Irish alt folk and electronica alchemist Seamus Fogarty grew up in Co Mayo in the west of Ireland and spent his early years writing songs about mountains that steal t-shirts, women who look like dinosaurs and various other unfortunate incidents. Built upon a deeply personal foundation of soul-stirring alt-folk, country, blues and electronica, his music has also garnered much praise from the BBC where it has featured heavily across both Radio 3 and BBC 6 Music.
He now returns with his second album ‘The Curious Hand’. It is his first album for Domino and follows his acclaimed debut full length ‘God Damn You Mountain’ (Fence/Lost Map) and his move to Domino will hopefully expose his music to a much wider audience.

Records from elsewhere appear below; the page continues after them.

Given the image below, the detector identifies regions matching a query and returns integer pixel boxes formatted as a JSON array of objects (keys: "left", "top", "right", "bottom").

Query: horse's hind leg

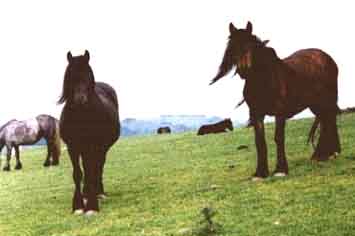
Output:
[
  {"left": 14, "top": 145, "right": 22, "bottom": 170},
  {"left": 274, "top": 117, "right": 288, "bottom": 176},
  {"left": 312, "top": 109, "right": 341, "bottom": 161},
  {"left": 3, "top": 145, "right": 12, "bottom": 171},
  {"left": 253, "top": 117, "right": 269, "bottom": 180},
  {"left": 97, "top": 151, "right": 107, "bottom": 199},
  {"left": 68, "top": 146, "right": 84, "bottom": 214}
]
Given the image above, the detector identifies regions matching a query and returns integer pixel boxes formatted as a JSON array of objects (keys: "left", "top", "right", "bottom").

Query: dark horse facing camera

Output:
[
  {"left": 211, "top": 22, "right": 340, "bottom": 179},
  {"left": 157, "top": 126, "right": 171, "bottom": 134},
  {"left": 197, "top": 119, "right": 233, "bottom": 135},
  {"left": 58, "top": 51, "right": 120, "bottom": 215}
]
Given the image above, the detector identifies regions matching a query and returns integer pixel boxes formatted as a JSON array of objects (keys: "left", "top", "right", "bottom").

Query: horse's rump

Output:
[{"left": 283, "top": 49, "right": 338, "bottom": 101}]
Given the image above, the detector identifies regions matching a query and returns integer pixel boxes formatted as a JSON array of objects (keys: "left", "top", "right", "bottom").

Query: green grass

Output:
[{"left": 0, "top": 114, "right": 355, "bottom": 236}]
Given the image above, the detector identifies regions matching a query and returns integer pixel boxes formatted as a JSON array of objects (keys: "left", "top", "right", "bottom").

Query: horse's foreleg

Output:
[
  {"left": 68, "top": 146, "right": 84, "bottom": 214},
  {"left": 253, "top": 118, "right": 269, "bottom": 178},
  {"left": 83, "top": 149, "right": 99, "bottom": 215},
  {"left": 3, "top": 145, "right": 12, "bottom": 171},
  {"left": 274, "top": 117, "right": 288, "bottom": 176},
  {"left": 312, "top": 112, "right": 341, "bottom": 161},
  {"left": 43, "top": 140, "right": 52, "bottom": 167},
  {"left": 14, "top": 145, "right": 22, "bottom": 170}
]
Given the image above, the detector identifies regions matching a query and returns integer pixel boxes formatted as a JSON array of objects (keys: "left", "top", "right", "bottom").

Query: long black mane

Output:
[
  {"left": 210, "top": 30, "right": 265, "bottom": 84},
  {"left": 0, "top": 119, "right": 17, "bottom": 132}
]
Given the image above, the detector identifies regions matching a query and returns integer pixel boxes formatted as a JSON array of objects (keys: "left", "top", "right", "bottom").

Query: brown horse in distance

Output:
[
  {"left": 211, "top": 22, "right": 341, "bottom": 178},
  {"left": 197, "top": 119, "right": 233, "bottom": 135},
  {"left": 157, "top": 126, "right": 171, "bottom": 134}
]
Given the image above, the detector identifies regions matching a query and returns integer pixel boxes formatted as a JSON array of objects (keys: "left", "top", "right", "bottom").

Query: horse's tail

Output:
[
  {"left": 307, "top": 116, "right": 320, "bottom": 148},
  {"left": 53, "top": 119, "right": 61, "bottom": 165}
]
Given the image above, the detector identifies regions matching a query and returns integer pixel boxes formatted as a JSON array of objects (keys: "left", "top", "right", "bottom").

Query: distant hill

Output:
[{"left": 121, "top": 115, "right": 241, "bottom": 136}]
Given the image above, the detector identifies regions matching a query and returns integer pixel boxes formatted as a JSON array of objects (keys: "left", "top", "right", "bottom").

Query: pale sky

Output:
[{"left": 0, "top": 0, "right": 355, "bottom": 123}]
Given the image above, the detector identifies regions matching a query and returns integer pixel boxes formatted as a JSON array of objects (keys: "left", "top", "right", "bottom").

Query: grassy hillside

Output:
[{"left": 0, "top": 114, "right": 355, "bottom": 236}]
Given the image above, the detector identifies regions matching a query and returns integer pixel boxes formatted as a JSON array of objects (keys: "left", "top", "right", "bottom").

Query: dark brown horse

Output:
[
  {"left": 211, "top": 22, "right": 340, "bottom": 178},
  {"left": 59, "top": 51, "right": 120, "bottom": 215},
  {"left": 157, "top": 126, "right": 171, "bottom": 134},
  {"left": 197, "top": 119, "right": 233, "bottom": 135}
]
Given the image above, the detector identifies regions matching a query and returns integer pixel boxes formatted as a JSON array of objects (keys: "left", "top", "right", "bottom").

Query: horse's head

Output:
[
  {"left": 210, "top": 22, "right": 267, "bottom": 84},
  {"left": 58, "top": 50, "right": 95, "bottom": 105},
  {"left": 225, "top": 118, "right": 234, "bottom": 131}
]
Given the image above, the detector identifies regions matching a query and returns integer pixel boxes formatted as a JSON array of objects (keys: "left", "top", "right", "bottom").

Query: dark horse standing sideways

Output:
[
  {"left": 197, "top": 119, "right": 233, "bottom": 135},
  {"left": 58, "top": 51, "right": 120, "bottom": 215},
  {"left": 157, "top": 126, "right": 171, "bottom": 134},
  {"left": 0, "top": 115, "right": 60, "bottom": 171},
  {"left": 211, "top": 22, "right": 340, "bottom": 179}
]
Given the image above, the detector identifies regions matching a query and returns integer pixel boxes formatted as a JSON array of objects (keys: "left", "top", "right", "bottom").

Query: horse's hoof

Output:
[
  {"left": 251, "top": 176, "right": 265, "bottom": 182},
  {"left": 274, "top": 172, "right": 287, "bottom": 177},
  {"left": 43, "top": 162, "right": 51, "bottom": 167},
  {"left": 15, "top": 164, "right": 22, "bottom": 170},
  {"left": 85, "top": 210, "right": 99, "bottom": 217},
  {"left": 73, "top": 209, "right": 84, "bottom": 215},
  {"left": 97, "top": 193, "right": 108, "bottom": 200},
  {"left": 52, "top": 161, "right": 59, "bottom": 166},
  {"left": 311, "top": 156, "right": 329, "bottom": 162}
]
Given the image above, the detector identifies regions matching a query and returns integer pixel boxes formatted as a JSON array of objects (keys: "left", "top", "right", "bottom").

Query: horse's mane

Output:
[
  {"left": 57, "top": 64, "right": 95, "bottom": 104},
  {"left": 0, "top": 119, "right": 17, "bottom": 132}
]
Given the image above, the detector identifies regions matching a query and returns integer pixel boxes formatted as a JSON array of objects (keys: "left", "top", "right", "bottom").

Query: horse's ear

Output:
[
  {"left": 262, "top": 40, "right": 270, "bottom": 46},
  {"left": 67, "top": 51, "right": 73, "bottom": 63},
  {"left": 246, "top": 21, "right": 253, "bottom": 34},
  {"left": 229, "top": 22, "right": 237, "bottom": 34},
  {"left": 84, "top": 50, "right": 90, "bottom": 62}
]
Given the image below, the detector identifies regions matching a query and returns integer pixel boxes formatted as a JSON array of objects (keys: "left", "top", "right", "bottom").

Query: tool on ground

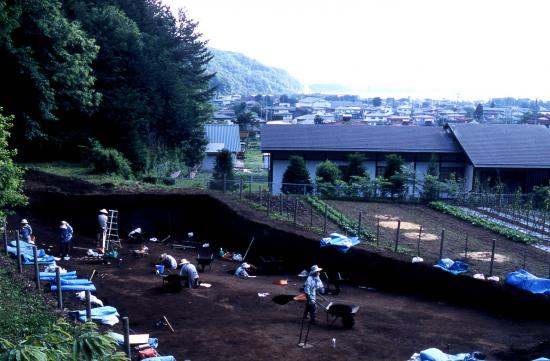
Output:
[
  {"left": 162, "top": 316, "right": 176, "bottom": 333},
  {"left": 243, "top": 237, "right": 254, "bottom": 262}
]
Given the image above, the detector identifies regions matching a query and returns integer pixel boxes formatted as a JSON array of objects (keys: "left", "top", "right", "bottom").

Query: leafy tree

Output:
[
  {"left": 282, "top": 155, "right": 311, "bottom": 194},
  {"left": 0, "top": 108, "right": 27, "bottom": 222},
  {"left": 315, "top": 160, "right": 341, "bottom": 185},
  {"left": 384, "top": 154, "right": 406, "bottom": 198},
  {"left": 344, "top": 153, "right": 367, "bottom": 183},
  {"left": 474, "top": 104, "right": 484, "bottom": 123},
  {"left": 313, "top": 114, "right": 324, "bottom": 124},
  {"left": 420, "top": 154, "right": 440, "bottom": 203},
  {"left": 211, "top": 149, "right": 235, "bottom": 189}
]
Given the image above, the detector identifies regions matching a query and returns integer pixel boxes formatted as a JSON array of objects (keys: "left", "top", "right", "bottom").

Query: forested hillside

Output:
[
  {"left": 0, "top": 0, "right": 213, "bottom": 173},
  {"left": 208, "top": 49, "right": 303, "bottom": 95}
]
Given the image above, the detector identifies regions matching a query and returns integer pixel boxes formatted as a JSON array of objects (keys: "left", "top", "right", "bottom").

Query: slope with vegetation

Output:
[{"left": 208, "top": 49, "right": 303, "bottom": 95}]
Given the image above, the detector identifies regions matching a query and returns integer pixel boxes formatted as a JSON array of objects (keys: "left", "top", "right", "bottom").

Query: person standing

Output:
[
  {"left": 180, "top": 258, "right": 199, "bottom": 288},
  {"left": 19, "top": 219, "right": 32, "bottom": 243},
  {"left": 59, "top": 221, "right": 73, "bottom": 261},
  {"left": 304, "top": 265, "right": 324, "bottom": 325},
  {"left": 97, "top": 208, "right": 109, "bottom": 248}
]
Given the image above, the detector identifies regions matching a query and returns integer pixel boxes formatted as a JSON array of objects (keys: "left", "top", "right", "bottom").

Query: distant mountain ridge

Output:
[{"left": 207, "top": 48, "right": 304, "bottom": 95}]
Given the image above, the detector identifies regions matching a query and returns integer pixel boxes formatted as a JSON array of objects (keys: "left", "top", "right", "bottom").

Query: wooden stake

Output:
[{"left": 162, "top": 316, "right": 176, "bottom": 333}]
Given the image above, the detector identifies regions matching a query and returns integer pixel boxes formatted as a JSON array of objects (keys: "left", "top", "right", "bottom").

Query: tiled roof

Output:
[
  {"left": 449, "top": 124, "right": 550, "bottom": 168},
  {"left": 261, "top": 124, "right": 461, "bottom": 153}
]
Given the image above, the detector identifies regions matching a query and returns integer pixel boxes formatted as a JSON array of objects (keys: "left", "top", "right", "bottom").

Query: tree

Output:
[
  {"left": 0, "top": 108, "right": 27, "bottom": 222},
  {"left": 344, "top": 153, "right": 367, "bottom": 183},
  {"left": 384, "top": 154, "right": 406, "bottom": 198},
  {"left": 282, "top": 155, "right": 311, "bottom": 194},
  {"left": 315, "top": 160, "right": 341, "bottom": 185},
  {"left": 313, "top": 114, "right": 324, "bottom": 124},
  {"left": 212, "top": 149, "right": 235, "bottom": 189},
  {"left": 420, "top": 154, "right": 440, "bottom": 203},
  {"left": 474, "top": 104, "right": 484, "bottom": 123}
]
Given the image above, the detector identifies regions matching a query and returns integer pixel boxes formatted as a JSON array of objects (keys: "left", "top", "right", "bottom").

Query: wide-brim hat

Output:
[{"left": 309, "top": 264, "right": 323, "bottom": 274}]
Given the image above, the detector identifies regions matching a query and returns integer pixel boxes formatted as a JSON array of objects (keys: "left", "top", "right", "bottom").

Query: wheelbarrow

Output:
[{"left": 315, "top": 295, "right": 359, "bottom": 328}]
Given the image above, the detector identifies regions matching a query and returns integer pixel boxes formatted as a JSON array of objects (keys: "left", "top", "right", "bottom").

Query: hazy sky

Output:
[{"left": 163, "top": 0, "right": 550, "bottom": 99}]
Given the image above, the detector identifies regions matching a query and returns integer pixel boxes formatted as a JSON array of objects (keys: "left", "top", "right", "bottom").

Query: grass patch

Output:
[{"left": 0, "top": 262, "right": 57, "bottom": 342}]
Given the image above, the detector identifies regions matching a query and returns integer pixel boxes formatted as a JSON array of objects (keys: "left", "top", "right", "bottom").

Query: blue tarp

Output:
[
  {"left": 40, "top": 271, "right": 76, "bottom": 281},
  {"left": 78, "top": 306, "right": 119, "bottom": 322},
  {"left": 434, "top": 258, "right": 469, "bottom": 275},
  {"left": 504, "top": 269, "right": 550, "bottom": 295},
  {"left": 321, "top": 233, "right": 359, "bottom": 253},
  {"left": 420, "top": 348, "right": 486, "bottom": 361},
  {"left": 50, "top": 284, "right": 96, "bottom": 292},
  {"left": 108, "top": 332, "right": 159, "bottom": 348}
]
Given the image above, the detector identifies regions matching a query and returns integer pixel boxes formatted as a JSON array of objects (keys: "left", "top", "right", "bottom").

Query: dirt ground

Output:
[
  {"left": 329, "top": 201, "right": 550, "bottom": 278},
  {"left": 10, "top": 172, "right": 550, "bottom": 361}
]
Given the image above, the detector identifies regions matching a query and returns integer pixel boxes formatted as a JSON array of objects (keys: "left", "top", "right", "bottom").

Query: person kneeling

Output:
[{"left": 180, "top": 258, "right": 199, "bottom": 288}]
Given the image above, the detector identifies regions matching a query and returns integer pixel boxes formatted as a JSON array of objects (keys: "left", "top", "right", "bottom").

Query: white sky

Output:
[{"left": 163, "top": 0, "right": 550, "bottom": 99}]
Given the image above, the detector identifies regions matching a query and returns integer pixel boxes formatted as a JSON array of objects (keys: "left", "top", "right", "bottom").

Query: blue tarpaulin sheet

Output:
[
  {"left": 504, "top": 269, "right": 550, "bottom": 295},
  {"left": 321, "top": 233, "right": 359, "bottom": 253},
  {"left": 78, "top": 306, "right": 119, "bottom": 322},
  {"left": 434, "top": 258, "right": 469, "bottom": 275}
]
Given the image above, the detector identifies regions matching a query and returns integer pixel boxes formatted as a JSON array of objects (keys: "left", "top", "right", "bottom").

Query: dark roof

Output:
[
  {"left": 449, "top": 124, "right": 550, "bottom": 168},
  {"left": 261, "top": 124, "right": 461, "bottom": 153}
]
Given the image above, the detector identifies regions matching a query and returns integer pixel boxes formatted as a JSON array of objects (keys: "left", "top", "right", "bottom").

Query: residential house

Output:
[{"left": 201, "top": 124, "right": 241, "bottom": 171}]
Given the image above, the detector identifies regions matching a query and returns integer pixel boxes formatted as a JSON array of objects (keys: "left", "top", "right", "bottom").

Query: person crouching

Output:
[{"left": 180, "top": 258, "right": 199, "bottom": 288}]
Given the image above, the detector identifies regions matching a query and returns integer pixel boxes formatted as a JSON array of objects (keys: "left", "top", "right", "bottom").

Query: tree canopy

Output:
[{"left": 0, "top": 0, "right": 213, "bottom": 172}]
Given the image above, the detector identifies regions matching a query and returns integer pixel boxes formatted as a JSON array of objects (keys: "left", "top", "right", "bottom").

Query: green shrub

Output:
[{"left": 87, "top": 140, "right": 132, "bottom": 179}]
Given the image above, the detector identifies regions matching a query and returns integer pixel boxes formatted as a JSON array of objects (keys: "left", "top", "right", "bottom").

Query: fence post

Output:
[
  {"left": 357, "top": 211, "right": 363, "bottom": 240},
  {"left": 393, "top": 219, "right": 401, "bottom": 252},
  {"left": 439, "top": 229, "right": 445, "bottom": 259},
  {"left": 4, "top": 220, "right": 8, "bottom": 255},
  {"left": 85, "top": 291, "right": 92, "bottom": 322},
  {"left": 55, "top": 267, "right": 63, "bottom": 310},
  {"left": 323, "top": 204, "right": 328, "bottom": 236},
  {"left": 32, "top": 246, "right": 40, "bottom": 291},
  {"left": 416, "top": 225, "right": 422, "bottom": 257},
  {"left": 309, "top": 204, "right": 313, "bottom": 228},
  {"left": 376, "top": 217, "right": 380, "bottom": 245},
  {"left": 239, "top": 178, "right": 243, "bottom": 199},
  {"left": 15, "top": 231, "right": 23, "bottom": 273},
  {"left": 489, "top": 238, "right": 497, "bottom": 276},
  {"left": 294, "top": 196, "right": 298, "bottom": 227},
  {"left": 464, "top": 235, "right": 468, "bottom": 262},
  {"left": 122, "top": 317, "right": 132, "bottom": 360}
]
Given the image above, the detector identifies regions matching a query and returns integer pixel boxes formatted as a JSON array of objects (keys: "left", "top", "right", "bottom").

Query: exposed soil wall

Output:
[{"left": 27, "top": 191, "right": 550, "bottom": 319}]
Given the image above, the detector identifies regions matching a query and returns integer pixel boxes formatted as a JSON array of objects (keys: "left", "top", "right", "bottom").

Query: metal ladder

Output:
[{"left": 105, "top": 209, "right": 122, "bottom": 250}]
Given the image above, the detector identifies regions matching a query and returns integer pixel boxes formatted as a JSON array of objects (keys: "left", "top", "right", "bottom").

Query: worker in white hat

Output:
[
  {"left": 97, "top": 208, "right": 109, "bottom": 248},
  {"left": 235, "top": 262, "right": 256, "bottom": 278},
  {"left": 180, "top": 258, "right": 199, "bottom": 288},
  {"left": 19, "top": 218, "right": 32, "bottom": 243},
  {"left": 304, "top": 265, "right": 324, "bottom": 325},
  {"left": 160, "top": 253, "right": 178, "bottom": 269}
]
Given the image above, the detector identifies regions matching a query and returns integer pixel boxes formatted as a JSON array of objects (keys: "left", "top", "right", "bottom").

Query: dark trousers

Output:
[
  {"left": 304, "top": 302, "right": 317, "bottom": 323},
  {"left": 59, "top": 242, "right": 71, "bottom": 257}
]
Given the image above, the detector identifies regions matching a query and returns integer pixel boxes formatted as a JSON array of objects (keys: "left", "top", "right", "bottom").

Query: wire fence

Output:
[{"left": 203, "top": 179, "right": 550, "bottom": 278}]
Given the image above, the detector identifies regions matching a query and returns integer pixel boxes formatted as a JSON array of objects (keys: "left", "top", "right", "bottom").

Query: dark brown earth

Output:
[{"left": 10, "top": 171, "right": 550, "bottom": 361}]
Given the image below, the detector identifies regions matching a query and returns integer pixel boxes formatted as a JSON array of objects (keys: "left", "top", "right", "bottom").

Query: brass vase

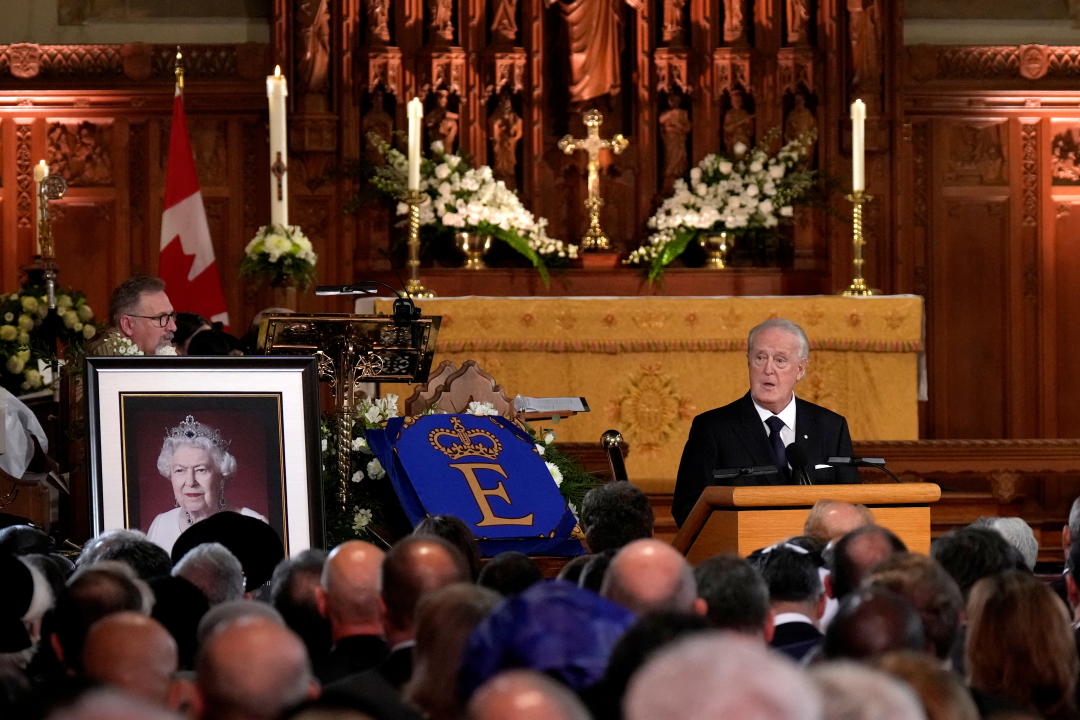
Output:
[
  {"left": 698, "top": 232, "right": 735, "bottom": 270},
  {"left": 454, "top": 232, "right": 491, "bottom": 270}
]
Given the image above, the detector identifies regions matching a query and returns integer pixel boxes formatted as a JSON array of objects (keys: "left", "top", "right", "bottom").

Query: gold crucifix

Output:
[{"left": 558, "top": 108, "right": 630, "bottom": 252}]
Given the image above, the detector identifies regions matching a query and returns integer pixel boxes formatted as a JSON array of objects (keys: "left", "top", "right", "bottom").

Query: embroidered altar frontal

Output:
[{"left": 376, "top": 296, "right": 923, "bottom": 492}]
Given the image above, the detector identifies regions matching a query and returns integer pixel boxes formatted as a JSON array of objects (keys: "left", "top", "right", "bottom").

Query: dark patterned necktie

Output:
[{"left": 765, "top": 415, "right": 787, "bottom": 476}]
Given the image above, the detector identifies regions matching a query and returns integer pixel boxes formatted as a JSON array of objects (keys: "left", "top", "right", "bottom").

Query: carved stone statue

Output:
[
  {"left": 362, "top": 86, "right": 394, "bottom": 155},
  {"left": 423, "top": 89, "right": 458, "bottom": 152},
  {"left": 659, "top": 93, "right": 692, "bottom": 192},
  {"left": 784, "top": 90, "right": 818, "bottom": 146},
  {"left": 663, "top": 0, "right": 686, "bottom": 45},
  {"left": 487, "top": 94, "right": 524, "bottom": 188},
  {"left": 724, "top": 0, "right": 746, "bottom": 42},
  {"left": 366, "top": 0, "right": 390, "bottom": 44},
  {"left": 545, "top": 0, "right": 643, "bottom": 103},
  {"left": 296, "top": 0, "right": 330, "bottom": 93},
  {"left": 428, "top": 0, "right": 454, "bottom": 42},
  {"left": 724, "top": 87, "right": 754, "bottom": 152},
  {"left": 785, "top": 0, "right": 811, "bottom": 44},
  {"left": 848, "top": 0, "right": 881, "bottom": 93}
]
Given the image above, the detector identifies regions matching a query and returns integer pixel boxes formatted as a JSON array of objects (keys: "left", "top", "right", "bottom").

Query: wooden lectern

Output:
[{"left": 672, "top": 483, "right": 942, "bottom": 565}]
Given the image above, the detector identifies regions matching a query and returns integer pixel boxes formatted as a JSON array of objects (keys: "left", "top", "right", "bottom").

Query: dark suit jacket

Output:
[{"left": 672, "top": 393, "right": 859, "bottom": 526}]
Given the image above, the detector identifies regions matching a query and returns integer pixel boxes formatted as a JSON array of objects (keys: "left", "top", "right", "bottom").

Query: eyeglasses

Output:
[{"left": 124, "top": 312, "right": 176, "bottom": 327}]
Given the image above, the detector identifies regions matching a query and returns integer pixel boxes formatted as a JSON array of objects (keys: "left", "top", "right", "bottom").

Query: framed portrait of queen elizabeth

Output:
[{"left": 86, "top": 356, "right": 323, "bottom": 554}]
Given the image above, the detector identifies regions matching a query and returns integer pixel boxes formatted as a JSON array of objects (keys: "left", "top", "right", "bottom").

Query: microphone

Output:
[
  {"left": 825, "top": 457, "right": 903, "bottom": 483},
  {"left": 785, "top": 443, "right": 813, "bottom": 485},
  {"left": 713, "top": 465, "right": 780, "bottom": 485}
]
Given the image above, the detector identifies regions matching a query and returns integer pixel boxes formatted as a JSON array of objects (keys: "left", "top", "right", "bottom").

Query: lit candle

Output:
[
  {"left": 408, "top": 97, "right": 423, "bottom": 190},
  {"left": 851, "top": 100, "right": 866, "bottom": 192},
  {"left": 267, "top": 65, "right": 288, "bottom": 228},
  {"left": 33, "top": 160, "right": 49, "bottom": 255}
]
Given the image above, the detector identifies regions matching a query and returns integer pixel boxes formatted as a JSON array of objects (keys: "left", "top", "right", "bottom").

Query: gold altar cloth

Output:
[{"left": 376, "top": 296, "right": 923, "bottom": 492}]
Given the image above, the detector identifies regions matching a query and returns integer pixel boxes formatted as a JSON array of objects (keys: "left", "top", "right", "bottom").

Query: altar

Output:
[{"left": 375, "top": 295, "right": 924, "bottom": 493}]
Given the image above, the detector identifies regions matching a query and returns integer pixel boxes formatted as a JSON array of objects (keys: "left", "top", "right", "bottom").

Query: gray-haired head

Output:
[
  {"left": 173, "top": 543, "right": 244, "bottom": 606},
  {"left": 158, "top": 415, "right": 237, "bottom": 479},
  {"left": 746, "top": 317, "right": 810, "bottom": 359},
  {"left": 810, "top": 662, "right": 927, "bottom": 720},
  {"left": 623, "top": 631, "right": 822, "bottom": 720}
]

Fogarty now resides in London, and the capital provides the canvas for ‘The Curious Hand’. It’s there in the starkly heartbroken ‘Seems Wherever’, written from the perspective of the tube system and the deep well of the city’s troubled soul, and in the stony-faced rush hour commuters in ‘Van Gogh’s Ear’, pouring onto train carriages “bound for Egham or Whimple or West Ham”. But The Curious Hand also reaches back to Seamus’ homeland and past in charmingly simple and direct ways. Midway through the title track, for instance, a sampled conversation between neighbours back in Mayo takes centre stage as the musicians set off down yet another new musical path. Elsewhere, on ‘Tommy the Cat’, a skeletal instrumental becomes a bed for a recording of a shouting competition in the West of Ireland.
Fogarty’s method of lifting sounds wholesale from his environment and tucking them into the folds of his songs like keepsakes, renders himself at once, artist and archivist as well as twisting the notion of the folk singer’s role as collector and custodian of stories, traditions and cultural curio.
‘The Curious Hand’ showcases Seamus’ natural inclination to take his songs and “screw them up,” by applying synthesiser drones and circuit burps, found sounds and spoken word audio samples that give all of his records such wonderful atmosphere, as if they’re haunted by rogue half-tuned signals from another world.
The album was produced by Fogarty and Leo Abrahams (Brian Eno, Wild Beasts), who also plays on the album. The album also features the multi-instrumentalist Emma Smith (Hot Chip, Jon Hopkins), who plays a plethora of instruments across the album’s 11 tracks.